指尖轻轻拂过书页上“昨夜雨疏风骤”的字句,竟觉得与昨夜的情致有几分暗合。
正看得入神,忽闻廊下传来细碎的脚步声,抬头便见小爽子走了过来。
小爽子行了一礼后,低垂著头,恭敬的说:“娘娘,贵妃娘娘带著惠妃娘娘、宜妃娘娘、德妃娘娘、荣妃娘娘前来拜访。”
柳云舒握著书卷的手指微微一顿,隨即敛了敛神色,轻声道:“知道了,请她们进来吧。”
说著又靠了回去。
小爽子应声退下,不多时,便见几位衣著华贵的娘娘款步而来。
为首的贵妃一身石榴红撒花宫装,鬢边斜插一支赤金点翠步摇,身姿丰腴,眉眼间带著几分复杂。
四妃等人或审视,或复杂,或嫉恨的看著她。
柳云舒没管这些眼神,依旧斜倚在软榻上。
指尖轻轻在书页上停顿,目光平静地看向来人,唇边噙著一抹浅淡的笑意:“妹妹们倒是稀客,快请坐。”
四妃闻言不自觉看向贵妃,只见她脸上的神色僵硬极了。
贵妃率先收敛起眼底的复杂,款步上前。
“后宫时光漫长,姐妹们想著皇后娘娘刚入主中宫,怕您独自烦闷,便一同过来瞧瞧。”
她说著,目光不著痕跡地扫过柳云舒身上素雅的常服,和发间的装饰,眼神闪了闪。
这般清淡的装束,在她身上更显清雅高洁,倒显得她们她们这般珠光宝气的,反倒落了俗套。
贵妃心头掠过一丝不自在,面上却依旧掛著端庄的笑:“娘娘这会子正看书呢?倒是好兴致。”
柳云舒將书卷轻轻合上,放在手边的小几上,语气淡然:“不过是閒来无事,打发时辰罢了。妹妹们今日同来,怕是不止为了瞧我吧?”
惠妃性子最是直率,忍不住开口:“皇后娘娘如今得皇上圣宠,我们做妹妹的自然该来恭贺。

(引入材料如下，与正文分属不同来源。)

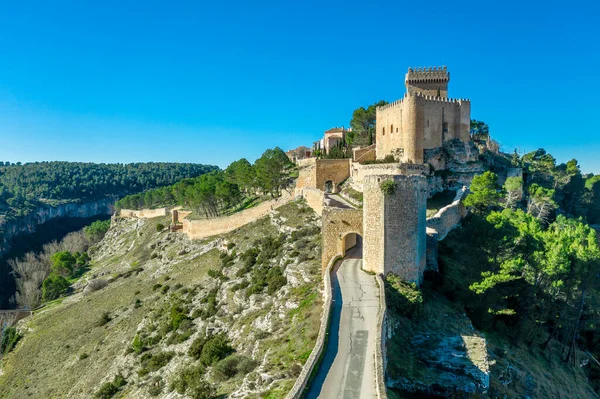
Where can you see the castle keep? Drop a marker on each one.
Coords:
(424, 119)
(393, 225)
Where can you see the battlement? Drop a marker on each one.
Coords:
(426, 97)
(427, 74)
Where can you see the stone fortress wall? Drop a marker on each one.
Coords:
(202, 228)
(143, 213)
(394, 226)
(424, 119)
(448, 217)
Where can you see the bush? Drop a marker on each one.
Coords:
(104, 319)
(191, 382)
(275, 280)
(138, 344)
(110, 389)
(155, 362)
(216, 348)
(232, 365)
(53, 287)
(10, 337)
(97, 230)
(402, 298)
(94, 285)
(178, 315)
(195, 350)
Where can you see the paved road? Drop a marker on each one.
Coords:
(337, 201)
(348, 368)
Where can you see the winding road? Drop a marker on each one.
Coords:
(348, 367)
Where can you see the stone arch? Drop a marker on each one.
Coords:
(338, 224)
(329, 187)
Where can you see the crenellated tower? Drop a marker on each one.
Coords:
(432, 81)
(424, 119)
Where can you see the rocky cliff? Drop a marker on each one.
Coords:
(28, 224)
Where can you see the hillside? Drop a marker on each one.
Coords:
(159, 314)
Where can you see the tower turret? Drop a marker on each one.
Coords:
(432, 81)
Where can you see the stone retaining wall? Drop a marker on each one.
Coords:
(448, 217)
(314, 198)
(143, 214)
(315, 356)
(210, 227)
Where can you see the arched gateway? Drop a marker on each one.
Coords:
(392, 224)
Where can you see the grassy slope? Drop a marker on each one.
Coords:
(46, 363)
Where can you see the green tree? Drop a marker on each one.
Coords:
(272, 171)
(363, 125)
(53, 287)
(63, 263)
(484, 192)
(514, 190)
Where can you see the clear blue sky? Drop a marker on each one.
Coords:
(210, 82)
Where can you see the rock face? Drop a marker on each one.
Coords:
(29, 223)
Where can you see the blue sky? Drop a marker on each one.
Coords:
(212, 82)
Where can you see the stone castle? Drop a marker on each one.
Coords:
(392, 222)
(424, 119)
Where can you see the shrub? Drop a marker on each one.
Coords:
(109, 389)
(191, 382)
(178, 314)
(156, 386)
(155, 362)
(196, 348)
(97, 230)
(53, 287)
(9, 339)
(94, 285)
(401, 297)
(275, 280)
(138, 344)
(232, 365)
(104, 319)
(216, 348)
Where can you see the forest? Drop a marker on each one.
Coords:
(25, 186)
(526, 262)
(216, 192)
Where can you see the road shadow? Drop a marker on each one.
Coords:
(331, 349)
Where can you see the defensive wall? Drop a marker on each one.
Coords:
(337, 225)
(315, 358)
(358, 172)
(439, 225)
(315, 173)
(406, 127)
(203, 228)
(364, 154)
(315, 198)
(395, 226)
(449, 216)
(143, 214)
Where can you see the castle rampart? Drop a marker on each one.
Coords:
(143, 213)
(424, 119)
(394, 226)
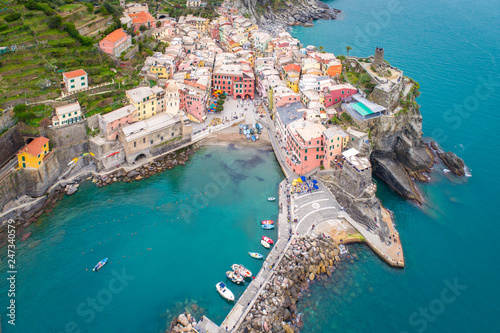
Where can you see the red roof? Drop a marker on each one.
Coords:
(77, 73)
(35, 147)
(115, 35)
(292, 67)
(141, 17)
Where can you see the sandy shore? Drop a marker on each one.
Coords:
(231, 135)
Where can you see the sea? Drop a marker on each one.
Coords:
(451, 279)
(169, 240)
(172, 237)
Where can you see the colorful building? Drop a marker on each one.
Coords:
(334, 141)
(142, 18)
(75, 80)
(67, 114)
(144, 100)
(115, 43)
(234, 80)
(338, 93)
(31, 156)
(304, 146)
(110, 123)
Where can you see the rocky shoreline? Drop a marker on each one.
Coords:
(306, 260)
(289, 13)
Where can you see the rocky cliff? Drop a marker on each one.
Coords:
(398, 153)
(269, 13)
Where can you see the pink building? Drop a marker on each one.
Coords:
(334, 142)
(304, 146)
(193, 100)
(110, 123)
(115, 43)
(337, 93)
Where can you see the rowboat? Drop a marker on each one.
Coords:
(224, 291)
(265, 244)
(235, 277)
(267, 240)
(240, 269)
(255, 255)
(100, 264)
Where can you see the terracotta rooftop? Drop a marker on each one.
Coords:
(35, 147)
(115, 35)
(77, 73)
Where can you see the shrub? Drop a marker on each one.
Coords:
(55, 22)
(364, 78)
(12, 17)
(90, 7)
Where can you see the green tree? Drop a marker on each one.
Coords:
(364, 78)
(55, 22)
(348, 48)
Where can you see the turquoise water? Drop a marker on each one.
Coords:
(169, 238)
(451, 49)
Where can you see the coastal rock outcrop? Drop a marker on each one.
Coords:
(270, 14)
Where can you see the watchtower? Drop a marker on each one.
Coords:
(379, 56)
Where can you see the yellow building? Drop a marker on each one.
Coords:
(144, 100)
(31, 156)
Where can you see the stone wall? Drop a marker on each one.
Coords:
(66, 135)
(10, 143)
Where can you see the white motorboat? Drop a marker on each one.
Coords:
(224, 291)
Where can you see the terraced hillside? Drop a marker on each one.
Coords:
(37, 54)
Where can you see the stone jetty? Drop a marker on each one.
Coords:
(306, 260)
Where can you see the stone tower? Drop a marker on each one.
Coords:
(379, 56)
(172, 98)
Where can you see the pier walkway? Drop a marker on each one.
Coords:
(244, 304)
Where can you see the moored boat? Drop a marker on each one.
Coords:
(255, 255)
(235, 277)
(267, 240)
(240, 269)
(224, 291)
(100, 264)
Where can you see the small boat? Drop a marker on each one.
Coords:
(224, 291)
(235, 277)
(100, 264)
(240, 269)
(255, 255)
(267, 240)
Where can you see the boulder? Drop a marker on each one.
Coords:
(453, 162)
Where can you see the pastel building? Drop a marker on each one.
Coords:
(110, 123)
(334, 141)
(31, 156)
(304, 146)
(75, 80)
(338, 93)
(144, 100)
(67, 114)
(115, 43)
(234, 81)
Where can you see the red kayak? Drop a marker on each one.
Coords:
(267, 240)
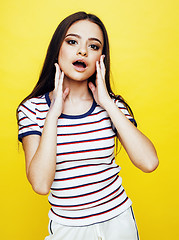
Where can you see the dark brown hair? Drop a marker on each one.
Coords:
(46, 79)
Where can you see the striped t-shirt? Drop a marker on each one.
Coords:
(87, 188)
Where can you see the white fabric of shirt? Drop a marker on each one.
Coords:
(87, 188)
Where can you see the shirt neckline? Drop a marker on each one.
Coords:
(73, 116)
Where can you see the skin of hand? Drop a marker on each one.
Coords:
(100, 92)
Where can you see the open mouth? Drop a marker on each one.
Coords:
(79, 64)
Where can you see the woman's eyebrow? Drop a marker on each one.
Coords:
(78, 36)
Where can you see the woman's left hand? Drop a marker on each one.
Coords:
(99, 91)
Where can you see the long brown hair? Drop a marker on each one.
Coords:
(46, 79)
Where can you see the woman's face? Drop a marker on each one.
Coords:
(81, 48)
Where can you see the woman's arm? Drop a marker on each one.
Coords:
(40, 152)
(139, 148)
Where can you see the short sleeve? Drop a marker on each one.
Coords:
(124, 110)
(27, 121)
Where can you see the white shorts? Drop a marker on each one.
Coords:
(122, 227)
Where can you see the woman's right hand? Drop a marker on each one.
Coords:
(58, 96)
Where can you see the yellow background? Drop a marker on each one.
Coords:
(144, 37)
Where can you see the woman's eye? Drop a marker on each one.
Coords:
(94, 47)
(72, 42)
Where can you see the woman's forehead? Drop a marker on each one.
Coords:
(86, 28)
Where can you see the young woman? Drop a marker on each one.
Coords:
(68, 125)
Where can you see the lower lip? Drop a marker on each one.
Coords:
(79, 69)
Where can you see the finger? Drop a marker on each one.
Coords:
(57, 75)
(61, 79)
(99, 74)
(92, 87)
(102, 66)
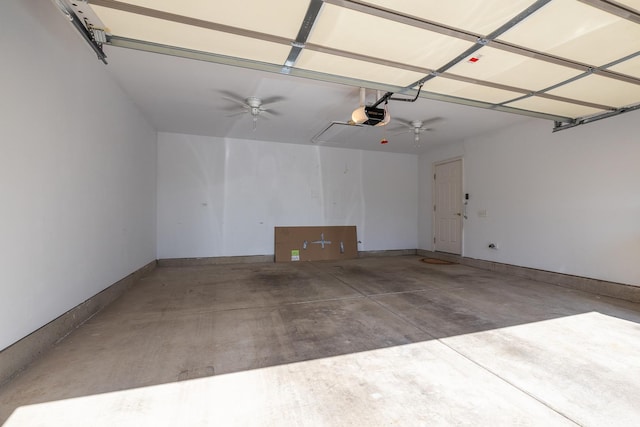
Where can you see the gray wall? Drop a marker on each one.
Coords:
(567, 202)
(77, 172)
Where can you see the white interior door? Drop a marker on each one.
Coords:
(448, 207)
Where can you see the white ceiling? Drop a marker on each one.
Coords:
(565, 61)
(184, 96)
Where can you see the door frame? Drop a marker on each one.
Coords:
(433, 195)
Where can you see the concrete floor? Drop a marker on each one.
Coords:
(373, 341)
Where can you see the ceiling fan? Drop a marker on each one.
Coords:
(417, 127)
(252, 105)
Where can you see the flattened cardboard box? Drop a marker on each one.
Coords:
(315, 243)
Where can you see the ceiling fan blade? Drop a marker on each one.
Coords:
(393, 129)
(237, 113)
(232, 95)
(403, 122)
(431, 120)
(272, 112)
(236, 101)
(272, 99)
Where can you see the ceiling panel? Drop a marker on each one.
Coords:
(255, 15)
(551, 106)
(601, 90)
(511, 69)
(356, 69)
(631, 4)
(574, 30)
(397, 43)
(480, 17)
(353, 31)
(469, 91)
(630, 67)
(139, 27)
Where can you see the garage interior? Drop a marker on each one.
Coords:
(141, 190)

只是不知娘娘今后打理六宫,可有什么新章程?”
话里带著几分试探,毕竟以往后宫事务多由贵妃掌理。
柳云舒端起碧玉刚奉上的茶,指尖氤氳著茶香,慢悠悠道:“说起这宫务,妹妹们倒提醒了本宫。”
柳云舒指尖在温热的茶盏上轻轻摩挲著,语气不疾不徐。
“以往贵妃打理宫务井井有条,便由贵妃继续掌理,惠妃、宜妃协管份例採买与宫苑修缮,德妃心思细腻,便掌管各宫用度帐目,荣妃性情温和,负责后宫礼仪教导与节庆事宜。”
她话音刚落,几人脸上神色各异。
贵妃虽仍掌大权,却少了往日独断的自在,眉宇间掠过一丝权衡。
惠妃、宜妃得了具体差事,对视一眼,倒也收起了几分试探。
德妃垂眸捻著袖口绣线,似在盘算帐目琐碎。
荣妃温婉一笑,轻声应道:“臣妾定不负娘娘所託。”
柳云舒將眾人神色尽收眼底,指尖叩了叩茶盏。
“至於新章程,倒有一条,若谁在宫中兴风作浪、搬弄是非,或是苛待下人、剋扣份例,一旦查实,本宫绝不姑息。”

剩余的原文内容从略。